Florence Bates, who plays Mrs. Murdock, earned her own place in history as the first woman lawyer in the history of Texas (she achieved that in 1914). Marvin Miller, who played the gangster Vince Blaire, would gain a degree of immortality in the 1950s as the star of the goofy dramatic series “The Millionaire.” Conrad Janis, playing the reckless son here, would find public recognition three decades later playing Mindy’s clueless father on “Mork and Mindy.”
But perhaps the most unusual person associated with this film is Joe Palma, who has a bit role as an attendant. Palma earned his own place in Hollywood history as one of the Three Stooges. Well, sort of – after Shemp Howard died in 1955, Columbia Pictures needed to fill its quota of Three Stooges shorts in a hurry. Rather than bring in a new Stooge, the studio decided to recycle old Stooges shorts and use some brief new footage of the team. Since Shemp was dead, Palma was given a Shemp wig and was directed to imitate Shemp’s slapsticky walk without making his face visible to the camera.

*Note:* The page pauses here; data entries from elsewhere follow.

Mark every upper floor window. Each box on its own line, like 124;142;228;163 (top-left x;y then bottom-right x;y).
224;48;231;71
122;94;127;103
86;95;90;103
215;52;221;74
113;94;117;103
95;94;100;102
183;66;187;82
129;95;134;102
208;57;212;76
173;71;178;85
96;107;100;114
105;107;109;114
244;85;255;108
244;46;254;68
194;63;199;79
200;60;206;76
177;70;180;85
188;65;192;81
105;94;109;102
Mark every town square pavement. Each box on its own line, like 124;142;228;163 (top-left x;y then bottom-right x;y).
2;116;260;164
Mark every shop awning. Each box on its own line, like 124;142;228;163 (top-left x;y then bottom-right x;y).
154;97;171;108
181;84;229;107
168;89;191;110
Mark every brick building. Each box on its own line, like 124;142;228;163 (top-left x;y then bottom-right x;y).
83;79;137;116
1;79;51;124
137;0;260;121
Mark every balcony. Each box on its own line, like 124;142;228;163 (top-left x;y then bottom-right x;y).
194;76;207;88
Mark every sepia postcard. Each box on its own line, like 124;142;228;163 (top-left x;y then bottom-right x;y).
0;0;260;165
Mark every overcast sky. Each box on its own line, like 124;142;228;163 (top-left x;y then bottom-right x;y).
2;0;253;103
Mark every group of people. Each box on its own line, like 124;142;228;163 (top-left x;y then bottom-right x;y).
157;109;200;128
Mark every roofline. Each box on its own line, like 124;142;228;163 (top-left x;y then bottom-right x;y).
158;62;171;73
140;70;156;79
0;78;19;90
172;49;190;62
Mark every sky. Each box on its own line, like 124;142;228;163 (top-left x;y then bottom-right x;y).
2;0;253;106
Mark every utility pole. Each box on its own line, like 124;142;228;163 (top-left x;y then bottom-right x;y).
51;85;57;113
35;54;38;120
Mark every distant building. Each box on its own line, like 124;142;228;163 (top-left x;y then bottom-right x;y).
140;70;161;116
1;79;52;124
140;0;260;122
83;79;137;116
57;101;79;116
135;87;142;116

This took place in four short films before Moe and Larry officially objected and forced the studio to bring in Joe Besser as Shemp’s replacement.
“The Brasher Doubloon” has never been on home video, and a DVD release is not likely in the near future due to the film’s relatively obscurity and lack of star power (the faux-Stooge Palma isn’t enough, sadly). The film has been on cable TV, which is the source of its bootleg visiblity; I have a video sold by a collector-to-collector service that taped it from American Movie Classics.
“The Brasher Doubloon” is best for Raymond Chandler addicts and rabid fans of old gangster films. For everyone else, wait until “The Big Sleep” or “Farewell, My Lovely” returns to TV – if you’re going to watch a Philip Marlowe flick, go for the real classics.